By contrast, there may be industries or businesses where the work is primarily outside, or social distancing and masking continues to be viable. And in that case, it's difficult to say we have to require people to provide this type of personal health information if there are alternatives available.
As you say, so far, it seems businesses are having to figure out on their own how to do this. Is there a more effective way to do that without perhaps infringing on people's human rights and privacy?
So a business might say, "We would ask you not to come in person if you haven't been vaccinated," and highlight the contact list or the remote options for obtaining their services for those who aren't vaccinated.
That's probably the lowest risk option for businesses, but doesn't give their customers and their employees the confidence that so many people are looking for in going into environments where they know everyone around them are going to be fully vaccinated.
A business may have to either allow individuals to access services or go quite far to provide them with alternative means, for example, of remote or contactless access to those services.- Molly Reynolds
And when it comes to private sector businesses, how does that compare to public services when it comes to charter rights?
It's different legal regimes that apply to the public sector versus the private sector, but actually most of them still have to comply with the same type of balancing of determining the necessity of protecting people through requiring proof of vaccination versus the privacy impact.
However, in the public sector, it's much more difficult to enact rules that would require people to either not access necessary services or to provide their personal health information.
It can actually be more challenging in the public sector. For example, if somebody wasn't able to access a government office to have their I.D. renewed because they didn't want to volunteer their COVID status or because they hadn't been vaccinated.

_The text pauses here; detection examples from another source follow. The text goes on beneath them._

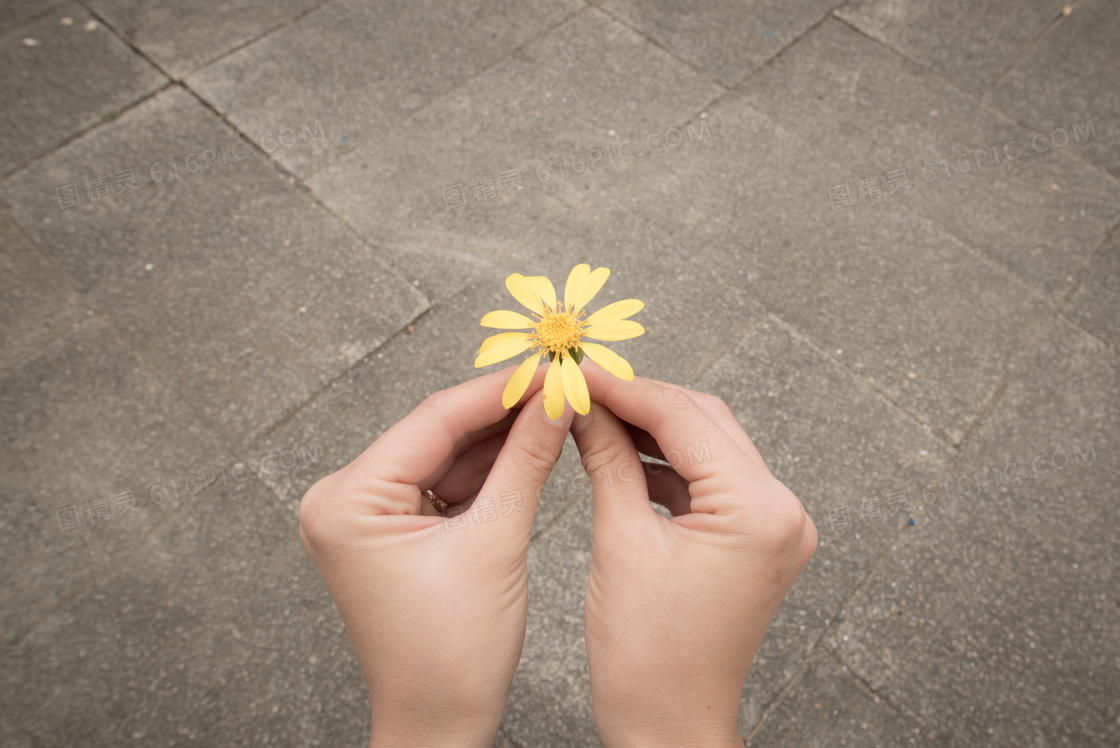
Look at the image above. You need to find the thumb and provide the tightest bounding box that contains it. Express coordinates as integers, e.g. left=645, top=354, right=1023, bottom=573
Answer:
left=467, top=391, right=575, bottom=542
left=571, top=402, right=657, bottom=533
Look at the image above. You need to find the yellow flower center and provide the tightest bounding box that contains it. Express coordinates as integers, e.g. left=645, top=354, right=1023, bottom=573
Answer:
left=533, top=305, right=584, bottom=353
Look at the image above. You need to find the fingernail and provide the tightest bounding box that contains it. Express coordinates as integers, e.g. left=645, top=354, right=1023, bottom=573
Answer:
left=541, top=398, right=575, bottom=431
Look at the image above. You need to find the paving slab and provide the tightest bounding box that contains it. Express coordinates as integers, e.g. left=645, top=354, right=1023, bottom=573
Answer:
left=988, top=0, right=1120, bottom=179
left=1068, top=236, right=1120, bottom=349
left=249, top=275, right=588, bottom=534
left=0, top=0, right=62, bottom=34
left=0, top=477, right=370, bottom=746
left=0, top=319, right=221, bottom=643
left=0, top=204, right=85, bottom=368
left=599, top=0, right=836, bottom=87
left=746, top=655, right=935, bottom=748
left=828, top=325, right=1120, bottom=746
left=308, top=8, right=721, bottom=247
left=697, top=317, right=952, bottom=735
left=591, top=91, right=1052, bottom=443
left=0, top=88, right=427, bottom=443
left=90, top=0, right=325, bottom=80
left=745, top=19, right=1120, bottom=297
left=187, top=0, right=584, bottom=178
left=0, top=2, right=167, bottom=177
left=502, top=492, right=603, bottom=748
left=834, top=0, right=1065, bottom=92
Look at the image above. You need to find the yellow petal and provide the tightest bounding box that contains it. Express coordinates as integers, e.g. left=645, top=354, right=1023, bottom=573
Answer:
left=544, top=356, right=563, bottom=421
left=475, top=333, right=532, bottom=368
left=479, top=309, right=533, bottom=330
left=587, top=319, right=645, bottom=340
left=584, top=299, right=645, bottom=325
left=525, top=275, right=557, bottom=311
left=563, top=262, right=591, bottom=310
left=572, top=268, right=610, bottom=314
left=502, top=350, right=544, bottom=410
left=505, top=273, right=544, bottom=315
left=579, top=340, right=634, bottom=382
left=560, top=356, right=591, bottom=415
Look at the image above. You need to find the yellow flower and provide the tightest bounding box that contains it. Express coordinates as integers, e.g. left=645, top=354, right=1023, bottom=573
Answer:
left=475, top=264, right=645, bottom=420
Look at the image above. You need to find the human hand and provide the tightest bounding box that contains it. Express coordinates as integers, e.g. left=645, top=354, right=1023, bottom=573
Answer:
left=572, top=364, right=816, bottom=748
left=299, top=367, right=572, bottom=748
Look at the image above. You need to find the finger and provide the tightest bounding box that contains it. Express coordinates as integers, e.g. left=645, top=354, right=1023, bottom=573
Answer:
left=464, top=390, right=575, bottom=539
left=344, top=366, right=545, bottom=514
left=571, top=400, right=657, bottom=533
left=431, top=423, right=512, bottom=504
left=644, top=462, right=692, bottom=517
left=585, top=366, right=771, bottom=490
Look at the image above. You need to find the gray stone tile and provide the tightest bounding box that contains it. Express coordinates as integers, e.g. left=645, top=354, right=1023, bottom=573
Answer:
left=0, top=90, right=427, bottom=443
left=745, top=20, right=1120, bottom=297
left=595, top=94, right=1051, bottom=442
left=0, top=0, right=62, bottom=34
left=187, top=0, right=582, bottom=178
left=0, top=2, right=167, bottom=176
left=0, top=320, right=221, bottom=642
left=1070, top=237, right=1120, bottom=348
left=990, top=0, right=1120, bottom=178
left=249, top=275, right=587, bottom=533
left=829, top=325, right=1120, bottom=746
left=836, top=0, right=1065, bottom=92
left=0, top=478, right=370, bottom=746
left=0, top=205, right=84, bottom=367
left=308, top=9, right=721, bottom=247
left=599, top=0, right=836, bottom=87
left=747, top=656, right=926, bottom=748
left=502, top=492, right=601, bottom=748
left=90, top=0, right=324, bottom=80
left=697, top=318, right=951, bottom=735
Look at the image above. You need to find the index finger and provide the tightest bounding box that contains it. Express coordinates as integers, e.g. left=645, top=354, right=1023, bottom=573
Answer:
left=353, top=366, right=548, bottom=485
left=585, top=367, right=772, bottom=483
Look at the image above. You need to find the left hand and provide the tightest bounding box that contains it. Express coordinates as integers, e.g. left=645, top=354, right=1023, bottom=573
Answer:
left=299, top=367, right=572, bottom=748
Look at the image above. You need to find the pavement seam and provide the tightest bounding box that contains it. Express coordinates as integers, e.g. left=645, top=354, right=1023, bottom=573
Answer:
left=396, top=0, right=594, bottom=131
left=0, top=78, right=175, bottom=182
left=976, top=0, right=1077, bottom=99
left=72, top=0, right=335, bottom=83
left=585, top=0, right=735, bottom=89
left=721, top=0, right=847, bottom=95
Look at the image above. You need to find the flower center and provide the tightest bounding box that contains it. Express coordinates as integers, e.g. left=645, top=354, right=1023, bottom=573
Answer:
left=536, top=311, right=584, bottom=353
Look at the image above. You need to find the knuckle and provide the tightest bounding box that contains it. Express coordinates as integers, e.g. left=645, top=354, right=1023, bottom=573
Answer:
left=756, top=478, right=810, bottom=554
left=699, top=393, right=735, bottom=420
left=663, top=387, right=697, bottom=411
left=299, top=474, right=338, bottom=544
left=577, top=425, right=624, bottom=475
left=513, top=439, right=557, bottom=479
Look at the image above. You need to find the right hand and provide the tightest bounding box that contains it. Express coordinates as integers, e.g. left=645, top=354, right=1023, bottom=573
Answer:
left=571, top=362, right=816, bottom=748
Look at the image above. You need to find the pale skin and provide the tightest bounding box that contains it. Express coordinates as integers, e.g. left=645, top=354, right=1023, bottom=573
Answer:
left=300, top=361, right=816, bottom=748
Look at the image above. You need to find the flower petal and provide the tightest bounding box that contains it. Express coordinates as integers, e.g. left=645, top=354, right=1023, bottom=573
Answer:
left=563, top=262, right=591, bottom=311
left=479, top=309, right=534, bottom=330
left=544, top=356, right=563, bottom=421
left=572, top=268, right=610, bottom=314
left=584, top=299, right=645, bottom=326
left=586, top=319, right=645, bottom=340
left=475, top=333, right=532, bottom=368
left=525, top=275, right=557, bottom=311
left=560, top=356, right=591, bottom=415
left=502, top=350, right=544, bottom=410
left=579, top=340, right=634, bottom=382
left=505, top=273, right=544, bottom=315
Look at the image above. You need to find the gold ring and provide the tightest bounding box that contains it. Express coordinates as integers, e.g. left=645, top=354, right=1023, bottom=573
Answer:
left=423, top=488, right=450, bottom=514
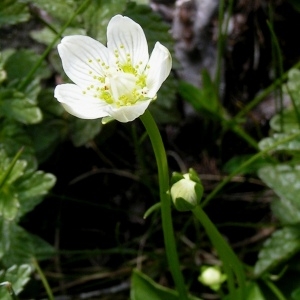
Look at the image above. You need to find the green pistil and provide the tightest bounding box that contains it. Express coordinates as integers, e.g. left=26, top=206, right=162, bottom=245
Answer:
left=99, top=90, right=114, bottom=104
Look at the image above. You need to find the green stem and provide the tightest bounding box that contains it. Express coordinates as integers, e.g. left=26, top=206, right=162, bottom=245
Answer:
left=32, top=258, right=54, bottom=300
left=0, top=281, right=19, bottom=300
left=140, top=110, right=188, bottom=300
left=192, top=206, right=246, bottom=300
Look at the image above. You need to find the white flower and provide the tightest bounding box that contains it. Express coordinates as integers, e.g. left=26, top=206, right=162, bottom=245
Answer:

There are people who can't get vaccinated for health or religious reasons. How can these establishments handle those exceptions?
That's one of the areas where we do have firmer guidance under human rights legislation across the country.
So if somebody is medically ineligible for a vaccine, that could be considered a basis of discrimination for disability status if people were denied services as a result.
Similarly, if somebody has chosen not to take a vaccine because of a truly-held religious belief, that would be a human rights code ground, where somebody can't be denied service on that basis.
A business may have to either allow individuals to access services or go quite far to provide them with alternative means, for example, of remote or contactless access to those services.
Ultimately, do you see federal or provincial governments introducing the kinds of guidelines that you're saying are missing right now — legislation to provide that clarity?
There was a lot of confusion earlier in the pandemic around certain types of testing or screening that was permissible for the public or the private sector to do before offering access. And we didn't end up seeing a lot of guidance from the government.
However, we did see some commentary over the months around what may not be effective. For example, some public health agencies were mentioning that temperature checks weren't necessarily effective means of screening for COVID and therefore might not [meet] that permissible balance of necessity against privacy intrusion.
So I think the question of vaccine status is going to be relevant for many months to come. I expect that public health and hopefully other agencies, like human rights agencies and privacy regulators, will work together so that there can be provincial or federal guidance on the type of workplace where these types of restrictions may be appropriate and wouldn't put the business at risk of being offside of privacy law.